Una situazione comune a molte zone italiana. In Campania, per esempio, fra gli anni 80 e 90 a essere usata come pattumiera di rifiuti speciali provenienti dal Nord e, soprattutto, da Porto Marghera che per disfarsi facilmente, ed economicamente dei suoi fanghi tossici, ha pensato bene di fare accordi con la malavita campana.

Ora tocca al Salento scoprire la sua bomba ecologica.

La Procura di Lecce ha ordinato ai Comuni di Ugento e Acquarica del Capo di bonificare i siti interessati dal disastro ambientale.

A denunciare l’illecito è stato lo stesso imprenditore che ha trasportato fusti con sostanze pericolose spacciandoli come rifiuti ordinari.

Si tratta di Gianluigi Rosafio, genero del boss ergastolano Pippi Calamita e coinvolto in un processo per illecito smaltimento di rifiuti.

I periti interessati dalla Procura hanno accertato la presenza di Pcb, i policlorobifenili nel percolato della discarica di Burgesi.

Il Pcb, secondo l’Istituto Superiore di Sanità e l’Agenzia internazionale per la ricerca sul cancro, è una sostanza pericolosissima per l’uomo.

I rifiuti tossici sarebbero giunti nel Salento dentro circa 600 fusti inviati da una ditta di Torino che ha sede anche nel leccese.

Come mai non ci sono responsabili da punire? Perché la stessa Procura di Lecce ha chiesto l’archiviazione dell’inchiesta sul traffico di sostanze pericolose dal Nord verso il Salento, per prescrizione dei reati che sarebbero stati commessi oltre quindici anni fa.

Perciò la questione si chiude con un sollecito ai Comuni.

Ora tocca all’amministrazione di Ugento e di Acquarica del Capo provvedere alla bonifica dei siti inquinati.

15 anni fa la discarica, che doveva ospitare solo rifiuti solidi urbani, era gestita dalla Monteco.

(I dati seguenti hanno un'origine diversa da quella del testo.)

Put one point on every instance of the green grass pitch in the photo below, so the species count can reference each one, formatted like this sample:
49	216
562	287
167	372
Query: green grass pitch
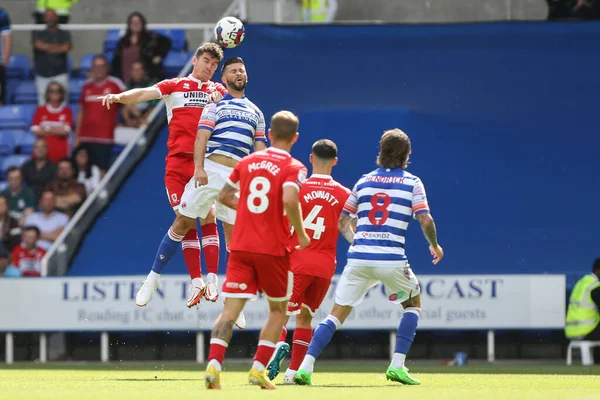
332	381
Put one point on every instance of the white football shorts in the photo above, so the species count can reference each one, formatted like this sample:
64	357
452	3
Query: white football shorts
400	284
196	202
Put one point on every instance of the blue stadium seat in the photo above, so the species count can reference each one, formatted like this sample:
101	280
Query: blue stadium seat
177	36
75	86
24	141
112	38
7	143
25	93
16	116
175	61
16	160
85	64
19	67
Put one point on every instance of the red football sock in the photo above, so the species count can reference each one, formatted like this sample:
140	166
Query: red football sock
300	344
218	347
191	253
264	352
283	336
210	247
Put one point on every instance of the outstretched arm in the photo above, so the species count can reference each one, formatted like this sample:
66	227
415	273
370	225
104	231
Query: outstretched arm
347	227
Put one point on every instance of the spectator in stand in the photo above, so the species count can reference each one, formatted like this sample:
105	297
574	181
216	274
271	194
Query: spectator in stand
62	8
5	51
50	222
69	193
87	174
27	256
135	115
39	171
53	122
6	269
50	48
138	43
20	197
10	231
95	127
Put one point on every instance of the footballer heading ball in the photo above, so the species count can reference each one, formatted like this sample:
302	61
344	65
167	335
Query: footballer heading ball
229	32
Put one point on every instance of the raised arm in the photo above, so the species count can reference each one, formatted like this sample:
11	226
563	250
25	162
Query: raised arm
132	96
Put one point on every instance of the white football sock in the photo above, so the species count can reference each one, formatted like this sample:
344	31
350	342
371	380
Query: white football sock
398	360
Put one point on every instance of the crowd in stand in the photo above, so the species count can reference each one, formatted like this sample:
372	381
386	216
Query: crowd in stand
71	151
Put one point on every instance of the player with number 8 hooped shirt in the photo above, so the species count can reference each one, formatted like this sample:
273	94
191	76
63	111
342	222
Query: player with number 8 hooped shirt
185	99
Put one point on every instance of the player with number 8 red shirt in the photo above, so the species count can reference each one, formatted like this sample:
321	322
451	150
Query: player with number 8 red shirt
268	183
322	200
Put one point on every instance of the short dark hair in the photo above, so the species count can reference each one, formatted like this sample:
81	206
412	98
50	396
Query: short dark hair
325	149
284	125
211	48
232	60
32	228
12	169
596	266
394	149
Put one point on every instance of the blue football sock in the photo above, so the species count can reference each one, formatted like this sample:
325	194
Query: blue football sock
167	249
406	330
323	335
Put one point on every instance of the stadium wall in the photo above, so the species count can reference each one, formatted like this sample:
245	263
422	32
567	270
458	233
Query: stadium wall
502	120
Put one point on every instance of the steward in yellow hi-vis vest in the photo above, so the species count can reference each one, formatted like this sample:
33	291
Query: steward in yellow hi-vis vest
319	10
583	315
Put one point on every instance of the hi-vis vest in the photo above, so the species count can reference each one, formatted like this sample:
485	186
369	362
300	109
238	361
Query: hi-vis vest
315	10
62	7
583	315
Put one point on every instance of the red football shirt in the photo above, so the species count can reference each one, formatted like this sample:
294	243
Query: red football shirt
29	262
322	200
98	124
48	116
261	226
185	99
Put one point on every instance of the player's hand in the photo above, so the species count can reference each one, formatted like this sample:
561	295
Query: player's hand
437	252
109	99
200	177
215	97
303	241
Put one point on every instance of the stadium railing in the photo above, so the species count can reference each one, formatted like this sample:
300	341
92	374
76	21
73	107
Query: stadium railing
61	252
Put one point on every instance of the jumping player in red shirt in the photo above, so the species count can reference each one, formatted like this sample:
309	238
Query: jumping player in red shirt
322	200
185	99
268	183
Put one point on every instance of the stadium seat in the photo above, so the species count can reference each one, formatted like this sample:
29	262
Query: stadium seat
177	36
112	38
75	86
19	67
175	61
24	141
25	93
7	143
16	116
85	64
16	160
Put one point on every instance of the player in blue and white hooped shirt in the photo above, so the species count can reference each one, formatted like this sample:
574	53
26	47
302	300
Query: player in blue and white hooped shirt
374	221
227	131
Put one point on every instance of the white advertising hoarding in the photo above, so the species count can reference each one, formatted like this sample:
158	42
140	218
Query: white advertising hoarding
108	304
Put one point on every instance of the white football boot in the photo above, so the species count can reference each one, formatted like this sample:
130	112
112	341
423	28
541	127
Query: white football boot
145	293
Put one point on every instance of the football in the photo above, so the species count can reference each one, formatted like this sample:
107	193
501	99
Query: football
230	32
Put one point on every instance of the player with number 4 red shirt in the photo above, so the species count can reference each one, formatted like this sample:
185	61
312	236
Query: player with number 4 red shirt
322	200
268	183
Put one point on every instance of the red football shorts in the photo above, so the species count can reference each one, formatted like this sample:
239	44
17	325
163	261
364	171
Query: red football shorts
250	273
178	172
309	292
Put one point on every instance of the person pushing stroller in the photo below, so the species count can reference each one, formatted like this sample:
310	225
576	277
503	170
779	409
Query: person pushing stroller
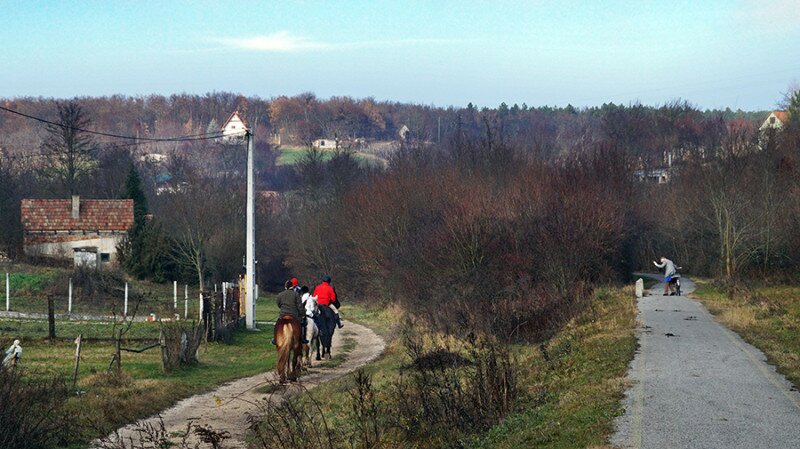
669	273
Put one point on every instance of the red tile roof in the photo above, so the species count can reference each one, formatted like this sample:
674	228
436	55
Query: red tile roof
783	116
95	215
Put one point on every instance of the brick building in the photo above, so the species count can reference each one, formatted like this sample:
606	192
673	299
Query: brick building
87	231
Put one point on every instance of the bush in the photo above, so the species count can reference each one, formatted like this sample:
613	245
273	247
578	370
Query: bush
451	391
32	414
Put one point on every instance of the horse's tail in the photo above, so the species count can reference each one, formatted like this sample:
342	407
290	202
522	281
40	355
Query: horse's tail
285	339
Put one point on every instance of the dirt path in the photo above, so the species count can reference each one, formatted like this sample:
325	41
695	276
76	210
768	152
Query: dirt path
227	407
696	384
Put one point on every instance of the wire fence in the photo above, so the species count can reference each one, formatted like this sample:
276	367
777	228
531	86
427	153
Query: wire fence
24	308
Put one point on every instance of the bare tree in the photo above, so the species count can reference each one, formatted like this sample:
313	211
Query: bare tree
68	149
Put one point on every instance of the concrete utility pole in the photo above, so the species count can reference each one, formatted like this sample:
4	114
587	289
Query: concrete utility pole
250	264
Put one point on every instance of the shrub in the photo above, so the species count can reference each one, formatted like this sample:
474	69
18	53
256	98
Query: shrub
32	415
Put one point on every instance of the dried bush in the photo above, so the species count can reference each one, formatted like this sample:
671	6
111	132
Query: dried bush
33	412
451	391
180	341
291	424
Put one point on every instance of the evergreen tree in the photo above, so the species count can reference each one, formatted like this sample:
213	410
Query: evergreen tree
144	252
133	190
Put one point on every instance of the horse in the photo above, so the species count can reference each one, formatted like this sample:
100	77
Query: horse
327	320
312	333
287	341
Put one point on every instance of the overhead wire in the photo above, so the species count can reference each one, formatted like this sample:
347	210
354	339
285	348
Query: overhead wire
203	136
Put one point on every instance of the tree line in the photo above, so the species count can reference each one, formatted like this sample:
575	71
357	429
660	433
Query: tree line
499	219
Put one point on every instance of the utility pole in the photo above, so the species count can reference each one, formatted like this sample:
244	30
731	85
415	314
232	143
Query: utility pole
250	264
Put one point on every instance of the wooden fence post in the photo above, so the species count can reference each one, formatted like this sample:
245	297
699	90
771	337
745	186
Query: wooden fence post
77	360
69	300
51	318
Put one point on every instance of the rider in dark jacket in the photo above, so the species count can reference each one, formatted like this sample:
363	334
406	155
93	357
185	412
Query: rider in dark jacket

Le amministrazioni a loro volta hanno chiesto alla Monteco di risarcire i danni fatti a un territorio essenzialmente a vocazione turistica.

Poi vorranno accertarsi della presenza dei fusti. Se davvero fossero ancora sepolti sotto le montagne di rifiuti, toccherebbe alla Monteco la messa in sicurezza.

E nel frattempo che si decida chi debba fare cosa, il veleno uccide il territorio e il cancro i cittadini.